Review by Frank Plowright
Sid Thyme is the new gangster in town, the method Simon Spurrier uses for introducing the means and methods of the Weavers, the most brutal gang around. Every time one of them dies, another inherits their talents and a place in the gang, randomly chosen, shown why there’s no way out other than death, and where their loyalties now lie. This is because within them each of the Weavers has a little something extra. They’re home to a small spider with massive supernatural powers.
That’s a seat-squirming set-up, and it’s amplified by Dylan Burnett’s jagged art and Triona Farrell’s distinctive colour scheme, where the only brightness is red. Burnett creates a claustrophobic enclosed world of darkness, one where surprises possibly lurk around every corner, and where a novice is far from safe, even hosting a spider. Stylised cartooning works extremely well in perpetuating the darkness, and Burnett’s downbeat characters exude terror, sometimes their own. His world is not anywhere you’d want to be, and Burnett brings out the painful internal turmoil Sid is experiencing.
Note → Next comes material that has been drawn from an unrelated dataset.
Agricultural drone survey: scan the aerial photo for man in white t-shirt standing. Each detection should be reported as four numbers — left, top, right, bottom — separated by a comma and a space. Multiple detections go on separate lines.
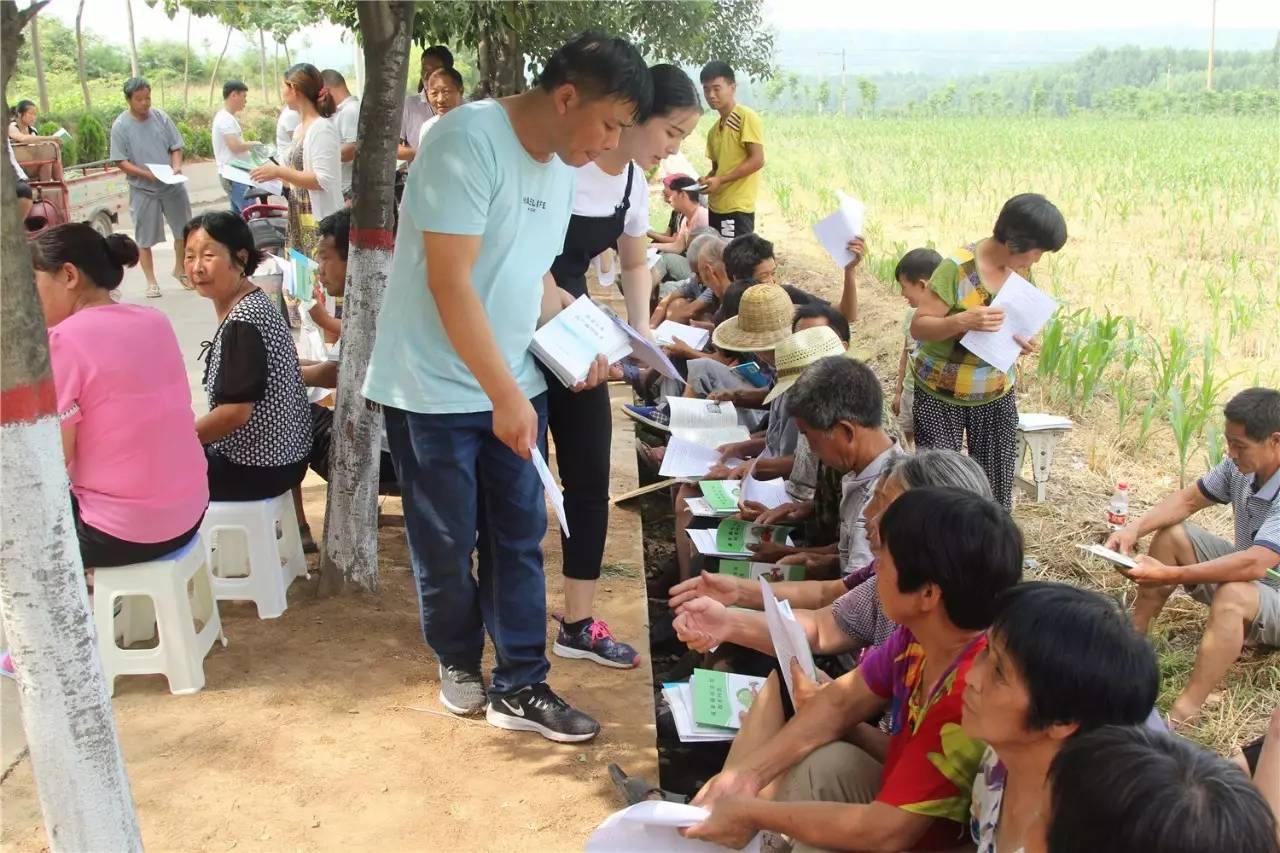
210, 79, 253, 215
320, 68, 360, 202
Weavers is super powers twisted into something horrible, alternative Spider-Men in a dark world. The spiders within are linked, and once properly embedded it’s virtually impossible to keep a secret from a fellow member, which means that Sid has a race against time. He has a secret and as the story continues it’s becoming harder not to blurt it out as he investigates who murdered his spider’s previous host. Spurrier himself is quite the weaver, ensuring we have some considerable sympathy for Sid, realise he’s finding his way in a dangerous world, and watch him trying to do the right thing when that’s not always possible. He’s surrounded by the good the bad and the ugly, all of them with their own motivations, and we pick our way through them along with Sid. It’s a clever script, a well tuned crime story ramped up into something considerably more, and with the super powers and how they’re distributed ideally suited to the needs of the plot. Everything builds toward a crescendo you’ll see coming, but not how that plays out.
Unexpectedly thrilling and consistently twisting, Weavers is very satisfying, a concept with legs, eight of them, and one worth a return.